Sue earned the B.S. degree from American University and the M.S. from Georgetown University.^[2] She studied at the Corcoran School of Art and went on to earn her Ph.D. in 1973 from Albert Einstein College of Medicine of Yeshiva University. Her dissertation advisor there was Jerard Hurwitz.^[1] She pursued postdoctoral training at National Institutes of Health with Martin Gellert, then joined the Laboratory of Molecular Biology at the National Cancer Institute.^[2] She did a sabbatical with Fred Sanger at the MRC in Cambridge UK in 1983.

Research

Sue Wickner and her coauthors Michel Wright, Reed Wickner and Jerry Hurwitz published an early paper showing DNA replication in the test tube. They found that the bacterial virus or phage Phi X174 could be converted from single stranded to the double stranded replicative form in the test tube and that the reaction required the gene products of dnaC, dnaE, and dnaG genes of the phage.^[3] At NIH, her research has illuminated the action of proteins that utilize adenosine triphosphate (ATP) energy in tiny machines to replicate DNA, remodel proteins, and break down proteins. She has been a major contributor to the understanding of molecular chaperones, proteins that regulate most cellular processes including replication and transcription and response to stress. Chaperones function to alter activity, refold as well as degrade proteins.^[1] Her citation from election to the National Academy of Sciences notes her most recent contributions to ATP-dependent chaperones for proteolysis (protein breakdown), showing how they participate in stress responses by removing proteins that folded incorrectly and how they degrade regulatory proteins once their signals have been delivered. Since there are some human diseases that result from abnormally folded and/or aggregated proteins, these ATP-dependent chaperones are important in disease treatment development.^[4]

Honors and awards

National Academy of Sciences Member, 2004^[4]
American Academy of Arts and Science Member, 2002^[1]
American Association for the Advancement of Science Fellow, 2001^[1]

Books

Lila Gierasch, Arthur Horwich, Christine Slingsby, Sue Wickner, and David Agard. (2016) Structure And Action Of Molecular Chaperones: Machines That Assist Protein Folding In The Cell World Scientific Publishing Company Pte Ltd, ISBN 9789814749329.

Selected works

Wickramaratne AC, Wickner S, Kravats AN. Hsp90, a team player in protein quality control and the stress response in bacteria.
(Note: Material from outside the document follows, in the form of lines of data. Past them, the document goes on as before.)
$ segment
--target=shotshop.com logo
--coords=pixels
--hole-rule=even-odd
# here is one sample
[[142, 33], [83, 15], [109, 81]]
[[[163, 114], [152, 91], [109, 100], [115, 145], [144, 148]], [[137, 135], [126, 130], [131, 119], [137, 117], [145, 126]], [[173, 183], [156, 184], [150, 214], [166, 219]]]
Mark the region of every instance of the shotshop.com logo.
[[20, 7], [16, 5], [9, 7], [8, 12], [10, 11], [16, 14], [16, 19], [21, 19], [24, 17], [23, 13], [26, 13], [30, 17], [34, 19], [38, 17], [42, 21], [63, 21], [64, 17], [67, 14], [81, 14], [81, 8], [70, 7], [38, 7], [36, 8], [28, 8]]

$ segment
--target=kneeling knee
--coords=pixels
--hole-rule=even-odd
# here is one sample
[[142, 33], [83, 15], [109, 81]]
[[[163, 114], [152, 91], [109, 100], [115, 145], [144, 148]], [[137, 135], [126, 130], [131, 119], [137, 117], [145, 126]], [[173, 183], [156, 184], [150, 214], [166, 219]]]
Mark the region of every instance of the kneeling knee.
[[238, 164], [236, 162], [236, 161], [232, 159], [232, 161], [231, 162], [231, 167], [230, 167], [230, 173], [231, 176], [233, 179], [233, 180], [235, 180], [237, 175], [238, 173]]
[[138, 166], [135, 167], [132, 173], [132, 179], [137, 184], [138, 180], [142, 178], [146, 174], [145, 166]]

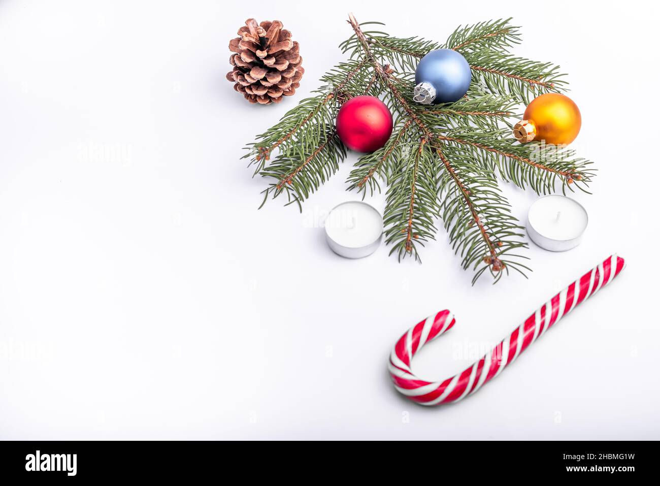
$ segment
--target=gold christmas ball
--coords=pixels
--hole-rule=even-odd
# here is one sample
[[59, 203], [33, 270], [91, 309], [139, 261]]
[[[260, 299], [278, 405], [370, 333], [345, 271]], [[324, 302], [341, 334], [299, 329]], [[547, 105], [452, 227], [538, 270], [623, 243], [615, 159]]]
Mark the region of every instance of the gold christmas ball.
[[567, 145], [576, 139], [582, 125], [578, 105], [559, 93], [535, 98], [523, 118], [513, 127], [513, 135], [522, 143], [544, 140], [546, 143]]

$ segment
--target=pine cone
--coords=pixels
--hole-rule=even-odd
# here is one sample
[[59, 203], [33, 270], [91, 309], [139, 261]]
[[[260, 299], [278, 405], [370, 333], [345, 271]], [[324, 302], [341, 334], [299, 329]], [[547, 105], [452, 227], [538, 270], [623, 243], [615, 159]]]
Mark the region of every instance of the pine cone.
[[305, 70], [299, 46], [282, 26], [279, 20], [257, 25], [248, 18], [238, 29], [240, 37], [229, 42], [229, 50], [236, 53], [229, 58], [234, 69], [227, 79], [235, 82], [234, 89], [250, 103], [279, 103], [300, 85]]

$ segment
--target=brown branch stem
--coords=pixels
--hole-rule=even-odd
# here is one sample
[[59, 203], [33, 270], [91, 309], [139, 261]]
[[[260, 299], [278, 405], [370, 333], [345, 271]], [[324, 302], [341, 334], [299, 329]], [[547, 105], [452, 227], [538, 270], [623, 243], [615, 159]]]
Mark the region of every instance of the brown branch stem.
[[293, 178], [298, 175], [298, 172], [302, 170], [305, 168], [305, 166], [310, 162], [310, 161], [312, 160], [312, 159], [313, 159], [314, 157], [318, 155], [319, 153], [321, 152], [321, 151], [322, 151], [324, 148], [325, 148], [325, 146], [327, 145], [328, 143], [329, 143], [330, 141], [333, 138], [335, 138], [335, 136], [336, 135], [337, 135], [337, 131], [333, 131], [332, 133], [330, 135], [330, 136], [325, 139], [325, 141], [321, 143], [320, 145], [319, 145], [316, 148], [316, 149], [312, 153], [312, 155], [305, 159], [305, 161], [304, 162], [302, 162], [300, 165], [299, 165], [298, 167], [296, 168], [295, 170], [294, 170], [292, 172], [290, 172], [286, 176], [285, 176], [284, 177], [283, 177], [282, 179], [280, 180], [280, 182], [277, 183], [277, 186], [276, 186], [277, 188], [281, 189], [282, 187], [284, 187], [285, 184], [291, 184], [291, 181], [292, 181]]
[[420, 142], [419, 149], [417, 150], [417, 155], [414, 158], [414, 168], [412, 170], [412, 181], [411, 182], [411, 203], [408, 210], [408, 225], [406, 226], [406, 251], [408, 253], [412, 252], [412, 214], [414, 211], [414, 193], [417, 187], [417, 174], [419, 171], [419, 158], [422, 155], [422, 151], [426, 143], [426, 139], [422, 139]]
[[475, 206], [475, 203], [472, 202], [472, 199], [470, 198], [471, 193], [465, 186], [465, 185], [463, 185], [463, 182], [459, 178], [456, 172], [454, 170], [453, 167], [452, 167], [451, 164], [449, 164], [449, 161], [447, 160], [445, 155], [442, 153], [442, 151], [440, 150], [439, 147], [436, 147], [436, 152], [440, 156], [440, 160], [442, 160], [442, 163], [444, 164], [445, 168], [447, 169], [447, 172], [449, 172], [451, 178], [460, 190], [463, 199], [469, 209], [470, 213], [472, 215], [472, 219], [474, 220], [475, 223], [477, 223], [477, 225], [479, 228], [479, 232], [481, 234], [481, 237], [486, 243], [486, 245], [488, 246], [488, 252], [490, 254], [489, 263], [491, 268], [494, 271], [500, 271], [502, 270], [504, 264], [502, 263], [499, 257], [498, 257], [497, 252], [495, 250], [495, 245], [493, 244], [492, 241], [491, 241], [490, 236], [488, 236], [488, 232], [486, 230], [486, 227], [484, 226], [484, 223], [481, 221], [478, 213], [477, 212], [477, 208]]

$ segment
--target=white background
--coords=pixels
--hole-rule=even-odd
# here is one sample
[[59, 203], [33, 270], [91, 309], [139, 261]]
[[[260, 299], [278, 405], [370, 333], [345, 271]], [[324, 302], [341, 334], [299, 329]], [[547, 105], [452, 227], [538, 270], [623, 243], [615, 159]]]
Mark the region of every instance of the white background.
[[[0, 1], [0, 437], [659, 438], [657, 7], [651, 3]], [[300, 214], [261, 211], [245, 143], [343, 59], [345, 22], [444, 40], [514, 17], [517, 55], [560, 64], [599, 170], [578, 248], [474, 287], [446, 234], [402, 263], [331, 252]], [[255, 106], [224, 79], [245, 19], [301, 44], [296, 96]], [[508, 188], [524, 218], [535, 196]], [[383, 197], [368, 199], [380, 210]], [[314, 226], [313, 225], [312, 226]], [[456, 405], [398, 396], [391, 346], [443, 308], [457, 326], [417, 373], [463, 370], [611, 253], [628, 267]], [[406, 419], [407, 418], [407, 420]]]

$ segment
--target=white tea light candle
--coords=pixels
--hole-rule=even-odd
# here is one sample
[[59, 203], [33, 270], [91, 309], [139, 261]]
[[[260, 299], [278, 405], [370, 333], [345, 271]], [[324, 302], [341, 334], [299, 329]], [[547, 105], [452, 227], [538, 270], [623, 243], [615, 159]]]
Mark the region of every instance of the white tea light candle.
[[574, 248], [582, 240], [589, 217], [577, 201], [558, 194], [539, 197], [527, 213], [527, 234], [551, 252]]
[[374, 208], [360, 201], [336, 206], [325, 220], [325, 240], [332, 250], [346, 258], [370, 255], [380, 245], [383, 217]]

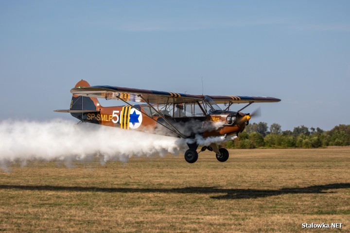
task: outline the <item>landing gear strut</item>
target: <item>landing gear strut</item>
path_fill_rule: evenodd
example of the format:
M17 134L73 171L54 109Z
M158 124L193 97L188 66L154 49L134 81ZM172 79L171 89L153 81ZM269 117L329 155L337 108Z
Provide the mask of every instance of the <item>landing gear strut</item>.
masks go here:
M220 154L216 153L216 159L220 162L225 162L228 159L228 151L225 148L219 149Z
M213 151L216 155L216 159L220 162L225 162L228 159L228 151L225 148L218 149L216 144L211 143L210 146L204 146L202 148L200 151L197 152L195 148L198 147L198 145L189 145L190 149L185 152L185 160L190 164L193 164L198 159L198 154L202 151L208 150Z
M185 160L187 163L193 164L198 159L198 153L195 150L189 149L185 152Z

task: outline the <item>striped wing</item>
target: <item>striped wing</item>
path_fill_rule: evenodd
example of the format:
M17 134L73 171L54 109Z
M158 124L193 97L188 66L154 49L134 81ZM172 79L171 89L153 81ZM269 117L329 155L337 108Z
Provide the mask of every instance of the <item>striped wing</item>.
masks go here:
M241 96L209 96L216 103L268 103L280 102L280 100L273 97Z
M142 99L150 103L164 104L166 103L185 103L200 101L204 96L189 95L166 91L129 88L111 86L93 86L78 87L70 90L75 96L88 96L106 100L119 100L133 102L144 102ZM239 96L209 96L217 103L257 103L279 102L279 99L273 97Z
M144 102L140 97L142 96L150 103L158 104L200 101L204 97L203 96L111 86L78 87L70 90L70 92L76 96L106 100L119 100L120 98L125 101Z

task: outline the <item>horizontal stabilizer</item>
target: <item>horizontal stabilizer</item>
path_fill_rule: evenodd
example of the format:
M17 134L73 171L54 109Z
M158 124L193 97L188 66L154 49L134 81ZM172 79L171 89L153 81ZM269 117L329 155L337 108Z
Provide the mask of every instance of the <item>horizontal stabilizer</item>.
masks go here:
M99 113L99 111L96 110L53 110L53 112L57 113Z

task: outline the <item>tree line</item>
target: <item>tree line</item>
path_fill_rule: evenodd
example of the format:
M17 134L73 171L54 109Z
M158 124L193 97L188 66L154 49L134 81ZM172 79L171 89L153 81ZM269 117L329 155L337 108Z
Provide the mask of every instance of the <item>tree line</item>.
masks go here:
M228 148L317 148L350 145L350 125L339 125L329 131L301 125L282 131L280 125L260 122L249 124L239 137L226 143Z

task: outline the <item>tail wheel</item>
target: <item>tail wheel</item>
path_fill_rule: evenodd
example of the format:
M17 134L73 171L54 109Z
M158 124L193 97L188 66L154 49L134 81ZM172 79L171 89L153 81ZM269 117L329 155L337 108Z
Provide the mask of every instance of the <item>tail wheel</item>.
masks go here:
M225 148L220 148L219 151L221 154L216 154L216 159L220 162L225 162L228 159L228 151Z
M198 153L195 150L189 149L185 152L185 160L187 163L193 164L198 159Z

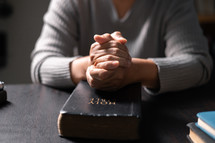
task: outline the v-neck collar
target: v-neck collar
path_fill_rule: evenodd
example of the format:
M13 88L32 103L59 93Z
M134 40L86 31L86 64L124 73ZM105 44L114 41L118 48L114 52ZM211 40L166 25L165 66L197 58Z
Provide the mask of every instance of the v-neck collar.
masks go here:
M122 17L119 18L118 16L118 12L116 10L116 7L114 6L114 3L112 0L109 0L110 6L111 6L111 12L113 15L113 20L119 23L124 23L126 22L132 15L132 13L134 12L135 8L137 7L139 0L135 0L133 5L131 6L131 8L126 12L126 14Z

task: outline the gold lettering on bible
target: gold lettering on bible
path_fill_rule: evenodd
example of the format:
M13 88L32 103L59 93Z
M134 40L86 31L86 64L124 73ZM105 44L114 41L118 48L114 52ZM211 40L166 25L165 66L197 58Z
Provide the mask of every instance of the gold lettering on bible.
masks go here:
M107 100L104 98L90 98L88 104L96 105L116 105L116 101Z

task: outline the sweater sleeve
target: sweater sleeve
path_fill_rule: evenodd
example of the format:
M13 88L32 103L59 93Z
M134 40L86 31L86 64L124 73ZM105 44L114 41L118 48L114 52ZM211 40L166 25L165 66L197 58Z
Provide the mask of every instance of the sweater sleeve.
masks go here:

Microbiol Mol Biol Rev. 2024 Jun 27;88(2):e0017622. doi: 10.1128/mmbr.00176-22. Epub 2024 Mar 27. PMID: 38534118; PMCID: PMC11332350.
Proteins form Binary Complexes with Hsp90 and Ternary Complexes with Hsp90 and Hsp70. Wickramaratne AC, Liao JY, Doyle SM, Hoskins JR, Puller G, Scott ML, Alao JP, Obaseki I, Dinan JC, Maity TK, Jenkins LM, Kravats AN, Wickner S. J Mol Biol. 435(17): 168-184, 2023.
Wickramaratne A, Wickner S. Diptoindonesin G, a new Hsp90 drug. J Biol Chem. 2023 Jan;299(1):102826. doi: 10.1016/j.jbc.2022.102826. Epub 2022 Dec 23. PMID: 36572186; PMCID: PMC9841029.
Wickner S, Nguyen TL, Genest O. The Bacterial Hsp90 Chaperone: Cellular Functions and Mechanism of Action. Annu Rev Microbiol. 2021 Oct 8;75:719-739. doi: 10.1146/annurev-micro-032421-035644. Epub 2021 Aug 10. PMID: 34375543.
Genest O, Wickner S, Doyle SM. (2019) "Hsp90 and Hsp70 chaperones: Collaborators in protein remodeling." J Biol Chem. 294(6):2109-2120.
A. N. Kravats, S. M. Doyle, J.R. Hoskins, O.Genest, E, Doody, S. Wickner (2017) “Interaction of E. coli Hsp90 with DnaK involves the DnaJ binding region of DnaK. Journal of Molecular Biology429 (6):858-872.
O.Genest, M. Reidy, T.O. Street, J.R.Hoskins, J.L.Camberg, D.A.Agard, D.C. Masison, and S.Wickner (2013) “ Uncovering a region of heat shock protein 90 important for client binding in E. coli and chaperone function in yeast.” Mol. Cell. 49(3):464-473.
S. M. Doyle, O. Genest, and S. Wickner (2013) “Protein rescue from aggregates by powerful molecular chaperone machines.” Nat Rev Mol Cell Biol. 14(10): 617–629.
M. Miot. M. Reidy, S.M. Doyle, J.R. Hoskins, D.M. Johnston, O. Genest, M.C.Vitery, D.C. Masison, and S. Wickner (2011) “Species-specific collaboration of heat shock proteins (Hsp)70 and 100 in thermotolerance and protein disaggregation. Proc. Natl. Acad. Sci. USA108 (17): 6915–6920.
O. Genest, J.R.Hoskins, J.L.Camberg, S.M.Doyle, and S. Wickner (2011) “Heat shock protein 90 from Escherichia coli collaborates with the DnaK chaperone system in client protein remodeling. Proc Natl Acad Sci U S A. 108(20):8206-11.
S. Wickner (1978) “DNA Replication Proteins of Escherichia coli.” Annu Review of Biochem.78: 1163–1191.

Related Research Articles

In molecular biology, molecular chaperones are proteins that assist the conformational folding or unfolding of large proteins or macromolecular protein complexes. There are a number of classes of molecular chaperones, all of which function to assist large proteins in proper protein folding during or after synthesis, and after partial denaturation. Chaperones are also involved in the translocation of proteins for proteolysis.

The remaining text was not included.